The critical step is for schools and companies to create a strong, holistic learning culture and put plans in place to make it bloom. Now that students aren’t confined to a classroom, it’s easier to assess when a task isn’t engaging them as hoped. It’s up to educators to lean on their innate skills and work with new digital solutions to adapt their delivery, ensuring they resonate with their students throughout these unprecedented times.

A new approach

Ultimately, remote tuition is an opportunity to evolve education. In recent months, we’ve seen many educators opt for methods that they’ve always relied upon – recording lectures, supporting a proctor administering a test, or offering an online chat to supplement a video conference. Perhaps when times are uncertain, we all look to tried and tested formula for backup.
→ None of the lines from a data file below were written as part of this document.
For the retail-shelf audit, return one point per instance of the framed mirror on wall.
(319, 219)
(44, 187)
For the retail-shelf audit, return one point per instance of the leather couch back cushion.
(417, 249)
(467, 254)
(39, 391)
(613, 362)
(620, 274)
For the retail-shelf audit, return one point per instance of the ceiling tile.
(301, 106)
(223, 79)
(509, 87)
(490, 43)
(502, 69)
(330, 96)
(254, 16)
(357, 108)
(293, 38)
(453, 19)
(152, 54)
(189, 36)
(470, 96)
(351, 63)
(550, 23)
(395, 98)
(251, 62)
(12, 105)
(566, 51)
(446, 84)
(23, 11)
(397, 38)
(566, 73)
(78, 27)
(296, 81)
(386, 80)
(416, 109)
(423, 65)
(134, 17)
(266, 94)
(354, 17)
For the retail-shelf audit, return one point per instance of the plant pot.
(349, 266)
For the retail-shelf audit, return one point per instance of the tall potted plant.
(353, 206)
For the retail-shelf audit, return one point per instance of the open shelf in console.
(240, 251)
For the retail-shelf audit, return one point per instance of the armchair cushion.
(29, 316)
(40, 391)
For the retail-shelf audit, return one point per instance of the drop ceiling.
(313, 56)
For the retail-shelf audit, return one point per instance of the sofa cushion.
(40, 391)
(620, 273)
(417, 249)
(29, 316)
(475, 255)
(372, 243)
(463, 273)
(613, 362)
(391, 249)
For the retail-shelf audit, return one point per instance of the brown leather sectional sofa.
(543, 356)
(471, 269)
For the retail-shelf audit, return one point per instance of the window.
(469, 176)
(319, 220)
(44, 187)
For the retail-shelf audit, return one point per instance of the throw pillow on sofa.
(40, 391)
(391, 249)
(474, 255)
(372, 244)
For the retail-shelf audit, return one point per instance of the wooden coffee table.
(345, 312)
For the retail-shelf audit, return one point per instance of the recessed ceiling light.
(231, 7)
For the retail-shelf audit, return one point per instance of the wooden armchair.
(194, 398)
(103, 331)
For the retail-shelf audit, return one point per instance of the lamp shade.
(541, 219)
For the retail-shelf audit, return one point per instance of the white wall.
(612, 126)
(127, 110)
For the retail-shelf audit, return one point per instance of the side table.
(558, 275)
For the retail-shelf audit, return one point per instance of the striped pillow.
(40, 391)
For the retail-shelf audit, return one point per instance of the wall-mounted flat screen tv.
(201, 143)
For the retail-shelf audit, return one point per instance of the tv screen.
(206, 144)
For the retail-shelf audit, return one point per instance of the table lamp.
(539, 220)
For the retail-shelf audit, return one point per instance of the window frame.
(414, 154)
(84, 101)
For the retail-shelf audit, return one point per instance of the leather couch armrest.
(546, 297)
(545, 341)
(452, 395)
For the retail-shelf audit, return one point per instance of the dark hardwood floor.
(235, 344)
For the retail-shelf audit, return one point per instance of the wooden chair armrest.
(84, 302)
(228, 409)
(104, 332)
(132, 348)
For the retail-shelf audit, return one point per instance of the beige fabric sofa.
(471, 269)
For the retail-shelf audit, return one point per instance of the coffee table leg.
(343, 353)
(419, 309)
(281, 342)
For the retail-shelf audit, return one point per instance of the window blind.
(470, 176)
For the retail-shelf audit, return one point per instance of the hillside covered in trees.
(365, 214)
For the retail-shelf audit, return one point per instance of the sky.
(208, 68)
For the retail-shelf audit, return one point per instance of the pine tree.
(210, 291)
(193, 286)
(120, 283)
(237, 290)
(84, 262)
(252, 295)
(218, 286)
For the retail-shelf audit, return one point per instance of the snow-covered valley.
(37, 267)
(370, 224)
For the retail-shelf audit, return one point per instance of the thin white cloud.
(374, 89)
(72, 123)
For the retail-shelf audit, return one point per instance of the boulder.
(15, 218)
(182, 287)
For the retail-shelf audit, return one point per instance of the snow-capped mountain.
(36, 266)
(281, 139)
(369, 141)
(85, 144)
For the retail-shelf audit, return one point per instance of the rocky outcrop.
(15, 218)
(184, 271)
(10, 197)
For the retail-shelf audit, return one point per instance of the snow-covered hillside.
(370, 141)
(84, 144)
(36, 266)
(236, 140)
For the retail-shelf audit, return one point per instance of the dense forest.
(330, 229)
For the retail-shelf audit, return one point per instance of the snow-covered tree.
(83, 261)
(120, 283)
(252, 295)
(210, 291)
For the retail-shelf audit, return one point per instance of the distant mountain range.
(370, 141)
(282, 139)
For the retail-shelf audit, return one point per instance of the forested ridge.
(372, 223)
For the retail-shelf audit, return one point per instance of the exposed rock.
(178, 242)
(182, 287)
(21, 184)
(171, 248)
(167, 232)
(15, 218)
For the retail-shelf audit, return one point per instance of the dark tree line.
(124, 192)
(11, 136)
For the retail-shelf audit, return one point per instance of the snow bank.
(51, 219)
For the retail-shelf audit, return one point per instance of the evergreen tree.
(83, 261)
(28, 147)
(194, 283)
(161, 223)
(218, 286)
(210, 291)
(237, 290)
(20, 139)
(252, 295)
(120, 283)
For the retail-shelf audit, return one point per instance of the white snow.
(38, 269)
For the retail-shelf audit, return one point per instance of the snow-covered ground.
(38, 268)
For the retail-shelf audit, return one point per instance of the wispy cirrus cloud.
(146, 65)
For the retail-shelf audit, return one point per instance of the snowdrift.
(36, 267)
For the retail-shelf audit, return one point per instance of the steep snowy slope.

However, the data shows this isn’t always a good way to teach. Consider that the average time a lecturer can hope to engage a class for in the traditional format is around eight minutes; now imagine that those lectures comprise the bulk of a student’s daily virtual learning in lockdown. If we think that this kind of passive learning isn’t effective in a classroom, it’s way less effective online.

It’s time for educators to rethink what ‘back to school’ really means in the context of COVID-19, and to look at ways to change the status quo to benefit students. Whatever the case might be, teachers need to strap up their digital backpacks and transform our accepted modes of learning, for good.